The boss of Rank Group has said the casino and bingo hall company is braced for a “tougher autumn” as rocketing household bills threaten to hit spending.
The Mecca Bingo owner saw shares dip on Thursday morning after it warned that inflation – which hit a 40-year high of 10.1% in July – could affect customer demand.
It added that inflationary pressures, such as “the further rise in energy prices in recent weeks”, are also likely to have an impact on the firm’s profitability.
A lot of people we meet in bingo venues have only come back recently following Covid so there is still a lot of positivity there among customers. But we know we might see a tougher autumn as energy price rises come through
John O'Reilly, Rank Group
Chief executive John O’Reilly told the PA news agency that recent trading has been “resilient” but the company is aware of pressures on consumer finances.
“So far, we are pleased with where demand levels are,” he said.
“A lot of people we meet in bingo venues have only come back recently following Covid so there is still a lot of positivity there among customers.
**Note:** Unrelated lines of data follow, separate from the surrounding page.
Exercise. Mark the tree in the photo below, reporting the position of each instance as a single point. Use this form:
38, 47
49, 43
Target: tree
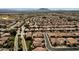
13, 32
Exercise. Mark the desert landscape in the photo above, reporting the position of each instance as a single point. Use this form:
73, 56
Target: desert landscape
43, 30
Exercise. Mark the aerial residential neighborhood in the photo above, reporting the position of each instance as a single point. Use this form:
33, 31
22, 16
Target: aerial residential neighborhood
42, 30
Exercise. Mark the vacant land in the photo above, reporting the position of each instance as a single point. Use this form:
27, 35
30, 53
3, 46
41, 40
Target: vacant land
39, 31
“But we know we might see a tougher autumn as energy price rises come through.”
It came as Rank swung to a pre-tax profit of £74.3 million for the year to June 30, bouncing back from a £107.3 million loss in the previous year.
Meanwhile, net gaming revenues almost doubled to £644 million for the year, compared with £325.3 million in the previous year.
The company, which also owns the Grosvenor Casinos brand, said it was boosted by the end of pandemic restrictions but suffered a weaker-than-expected performance over the second half of the year at its casinos.
It said city centre venues, particularly in London, were held back at the start of 2022 by a slow return of workers and tourists into central London.
Mr O’Reilly said this has improved in recent months, highlighting an increase in tourists from the Middle East over the summer.
He added: “Whilst we have been seeing improvements in London in recent weeks, the trading environment across the UK is likely to remain difficult in the months ahead, with inflationary pressures squeezing consumer discretionary expenditure and cost increases, particularly in energy prices, putting pressure on profit margins.
“However, we are taking actions to drive further efficiencies in the venues businesses, and we are seeing strong revenue growth in properties which have recently benefited from our accelerated capital investment programme.”
Shares were 2.4% lower after early trading on Thursday.